To get yourself started with using this repo, run the following:
poetry install
mkdir output/
poetry run python oonidata/processing.py --csv-dir output/ --geoip-dir ../historical-geoip/country-asn-databases --asn-map ../historical-geoip/as-orgs/all_as_org_map.json
This data pipeline works by dealing with the data in two different stages:
- Observation generation
- Verdict generation
The goal of the Observation generation stage is to take raw OONI measurements as input data and produce as output observations.
An observation is a timestamped statement about some network condition that was observed by a particular vantage point. For example, an observation could be "the TLS handshake to 8.8.4.4:443 with SNI equal to dns.google failed with a connection reset by peer error".
What these observations mean for the target in question (e.g., is there blocking or is the target down?) is something that is to be determined when looking at data in aggregate and is the responsibility of the Verdict generation stage.
During this stage we are also going to enrich observations with metadata about IP addresses (using the IPInfoDB) and detecting known fingerprints of blockpages or DNS responses using the FingerprintDB.
The data flow of the observation generation pipeline looks as follows:
graph TD
IPInfoDB[(IPInfoDB)] --> MsmtProcessor
FingerprintDB[(FingerprintDB)] --> MsmtProcessor
Msmt[Raw Measurement] --> MsmtProcessor{{"measurement_processor()"}}
MsmtProcessor --> TCPObservations
MsmtProcessor --> DNSObservations
MsmtProcessor --> TLSObservations
MsmtProcessor --> HTTPObservations
The measurement_processor stage can be run either in a streaming fashion as
measurements are uploaded to the collector or in batch mode by reprocessing
existing raw measurements.
A verdict is the result of interpreting one or more network observations collected within a particular testing session. For example, a verdict could conceptually look like "we think there's interference with TLS handshakes to 8.8.4.4:443 using dns.google as the SNI in country ZZ and AS0".
An important component to verdict generation is having some form of baseline to establish some ground truth. This is necessary in order to establish if the network condition we are seeing is a result of the target being offline vs it being the result of blocking.
The data flow of the verdict generation pipeline looks as follows:
graph TD
IPInfoDB[(IPInfoDB)] --> VerdictGenerator
FingerprintDB[(FingerprintDB)] --> VerdictGenerator
Observations --> GrouperTimeTarget[/"GROUP BY time_interval, target"/]
GrouperTimeTarget --> BaselineGenerator{{"baseline_generator()"}}
GrouperTimeTarget --> GrouperSession[/"GROUP BY session_id"/]
BaselineGenerator --> Baselines
Baselines --> VerdictGenerator
GrouperSession --> VerdictGenerator{{"verdict_generator()"}}
VerdictGenerator --> Verdicts
Some precautions need to be taken when running the verdict_generator() in
batch compared to running it in streaming mode.
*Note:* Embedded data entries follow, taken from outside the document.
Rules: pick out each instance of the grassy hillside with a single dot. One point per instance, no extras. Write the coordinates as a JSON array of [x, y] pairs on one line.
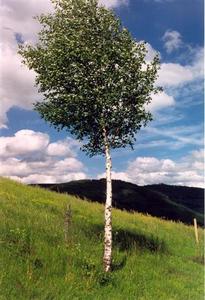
[[153, 258], [156, 200]]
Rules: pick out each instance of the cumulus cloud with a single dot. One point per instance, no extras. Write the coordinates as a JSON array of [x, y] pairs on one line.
[[173, 74], [17, 83], [151, 170], [172, 39], [30, 157], [113, 3], [160, 101]]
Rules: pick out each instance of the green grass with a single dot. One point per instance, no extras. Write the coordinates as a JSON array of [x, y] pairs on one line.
[[152, 258]]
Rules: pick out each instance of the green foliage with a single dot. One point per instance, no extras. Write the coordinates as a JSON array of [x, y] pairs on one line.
[[175, 203], [92, 73], [159, 260]]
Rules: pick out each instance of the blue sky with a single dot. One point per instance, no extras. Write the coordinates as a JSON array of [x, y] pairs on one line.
[[169, 150]]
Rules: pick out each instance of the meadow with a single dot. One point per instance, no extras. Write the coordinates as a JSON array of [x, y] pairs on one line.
[[51, 247]]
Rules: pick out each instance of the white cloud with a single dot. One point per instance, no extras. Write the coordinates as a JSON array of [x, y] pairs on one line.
[[172, 40], [23, 142], [29, 156], [160, 101], [173, 74], [150, 170], [113, 3], [16, 81]]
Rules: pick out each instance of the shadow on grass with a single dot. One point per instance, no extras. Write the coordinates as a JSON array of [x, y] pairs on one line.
[[126, 240]]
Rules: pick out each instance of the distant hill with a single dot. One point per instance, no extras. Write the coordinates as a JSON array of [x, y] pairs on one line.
[[48, 253], [176, 203]]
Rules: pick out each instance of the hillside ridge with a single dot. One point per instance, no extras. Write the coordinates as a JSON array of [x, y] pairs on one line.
[[176, 203]]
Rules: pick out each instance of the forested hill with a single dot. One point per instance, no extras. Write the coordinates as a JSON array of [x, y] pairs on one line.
[[176, 203]]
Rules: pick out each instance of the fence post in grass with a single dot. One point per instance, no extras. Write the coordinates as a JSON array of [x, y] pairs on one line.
[[67, 222], [196, 231]]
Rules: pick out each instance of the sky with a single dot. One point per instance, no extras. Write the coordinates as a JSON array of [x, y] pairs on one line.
[[169, 150]]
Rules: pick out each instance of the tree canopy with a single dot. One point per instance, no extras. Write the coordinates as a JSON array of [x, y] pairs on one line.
[[92, 74]]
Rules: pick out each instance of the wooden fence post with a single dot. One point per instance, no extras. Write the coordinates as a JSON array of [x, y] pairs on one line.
[[196, 231]]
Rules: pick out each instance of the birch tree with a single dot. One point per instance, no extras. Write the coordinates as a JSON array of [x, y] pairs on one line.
[[95, 82]]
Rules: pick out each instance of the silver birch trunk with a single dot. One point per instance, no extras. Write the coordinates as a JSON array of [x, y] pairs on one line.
[[107, 258]]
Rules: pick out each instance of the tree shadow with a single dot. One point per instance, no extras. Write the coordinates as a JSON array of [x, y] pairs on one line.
[[127, 240]]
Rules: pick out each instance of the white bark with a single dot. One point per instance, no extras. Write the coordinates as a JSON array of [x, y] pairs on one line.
[[108, 210]]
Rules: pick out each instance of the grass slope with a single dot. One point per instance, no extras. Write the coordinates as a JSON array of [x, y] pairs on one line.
[[156, 200], [152, 258]]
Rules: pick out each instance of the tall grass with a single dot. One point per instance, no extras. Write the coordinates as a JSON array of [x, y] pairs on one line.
[[48, 253]]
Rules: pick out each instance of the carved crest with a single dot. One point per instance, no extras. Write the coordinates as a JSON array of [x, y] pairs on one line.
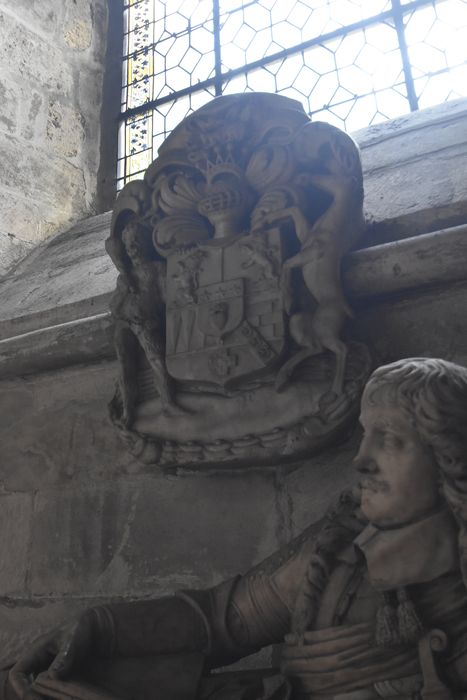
[[229, 310]]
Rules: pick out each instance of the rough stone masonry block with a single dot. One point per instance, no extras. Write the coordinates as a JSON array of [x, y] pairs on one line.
[[23, 620], [35, 60], [316, 484], [43, 15], [150, 535], [65, 432], [15, 531]]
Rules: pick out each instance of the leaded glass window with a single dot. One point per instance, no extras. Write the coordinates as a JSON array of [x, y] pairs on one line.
[[350, 62]]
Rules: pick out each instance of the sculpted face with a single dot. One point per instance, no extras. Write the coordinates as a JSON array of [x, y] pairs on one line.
[[399, 482]]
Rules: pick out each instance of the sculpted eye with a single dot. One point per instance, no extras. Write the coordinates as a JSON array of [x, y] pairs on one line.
[[392, 442]]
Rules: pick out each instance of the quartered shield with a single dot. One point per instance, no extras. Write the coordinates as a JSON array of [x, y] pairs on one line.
[[225, 316]]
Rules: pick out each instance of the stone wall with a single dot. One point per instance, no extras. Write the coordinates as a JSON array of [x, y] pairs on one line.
[[81, 521], [51, 64]]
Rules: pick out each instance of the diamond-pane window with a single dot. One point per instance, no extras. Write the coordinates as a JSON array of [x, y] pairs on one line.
[[349, 62]]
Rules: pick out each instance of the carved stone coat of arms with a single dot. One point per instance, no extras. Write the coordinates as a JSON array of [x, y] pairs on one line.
[[229, 311]]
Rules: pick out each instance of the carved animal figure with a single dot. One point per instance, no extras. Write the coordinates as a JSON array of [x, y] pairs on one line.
[[138, 307], [257, 253], [323, 245]]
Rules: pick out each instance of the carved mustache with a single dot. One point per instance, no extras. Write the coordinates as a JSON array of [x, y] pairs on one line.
[[375, 485]]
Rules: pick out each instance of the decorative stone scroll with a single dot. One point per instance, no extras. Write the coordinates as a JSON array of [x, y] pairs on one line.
[[229, 310]]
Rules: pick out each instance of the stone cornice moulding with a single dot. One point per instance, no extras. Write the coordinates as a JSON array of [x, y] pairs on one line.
[[408, 265]]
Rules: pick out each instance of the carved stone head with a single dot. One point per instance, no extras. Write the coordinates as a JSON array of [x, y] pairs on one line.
[[414, 413]]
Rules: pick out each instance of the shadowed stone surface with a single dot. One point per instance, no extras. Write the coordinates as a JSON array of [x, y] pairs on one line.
[[51, 52]]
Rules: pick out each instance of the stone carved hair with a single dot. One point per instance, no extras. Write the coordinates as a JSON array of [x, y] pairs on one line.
[[433, 395]]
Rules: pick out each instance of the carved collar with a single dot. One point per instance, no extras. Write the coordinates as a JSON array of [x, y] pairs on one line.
[[415, 553]]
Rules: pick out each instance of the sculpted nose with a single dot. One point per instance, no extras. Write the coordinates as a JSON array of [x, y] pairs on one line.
[[364, 465], [363, 462]]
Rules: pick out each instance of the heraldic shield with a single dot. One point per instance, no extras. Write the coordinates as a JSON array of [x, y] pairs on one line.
[[231, 323], [225, 318]]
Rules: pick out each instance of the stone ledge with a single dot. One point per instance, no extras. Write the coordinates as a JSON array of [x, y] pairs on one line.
[[415, 181], [414, 263]]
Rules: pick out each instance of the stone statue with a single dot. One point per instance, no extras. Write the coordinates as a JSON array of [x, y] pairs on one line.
[[246, 213], [138, 309], [368, 603]]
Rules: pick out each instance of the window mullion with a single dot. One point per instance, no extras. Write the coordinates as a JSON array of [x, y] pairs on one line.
[[399, 26]]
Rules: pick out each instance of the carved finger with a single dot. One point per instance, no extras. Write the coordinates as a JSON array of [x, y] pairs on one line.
[[33, 662]]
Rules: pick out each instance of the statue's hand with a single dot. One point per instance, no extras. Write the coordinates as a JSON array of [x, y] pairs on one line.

The challenge is that you don't want to have to regenerate baselines that often
because it's an expensive process.
Let us first discuss the usage of the Verdict generation in the context of a
batch workflow. When in batch mode, we will take all the Observations in the desired
time_interval and target. In practice what we would do is process the data
in daily batches and apply the GROUP BY clause to a particular target.
It is possible to parallelise these task across multiple cores (and possibly
even across multiple nodes).
A baseline is some ground truth information about the target on that given day, we generate this once and then apply it to all the observations for that target from every testing session to establish the outcome of the verdict.
It's reasonable to do this over a time window of a day, because that will mean that the baseline will be pertaining to at most 24h from the observation.
The challenge is when you want to do something similar for data as it comes in.
The problem there is that if you use data from the last day, you will end up
with a delta from the observation that can be up to 48h, which might be to much.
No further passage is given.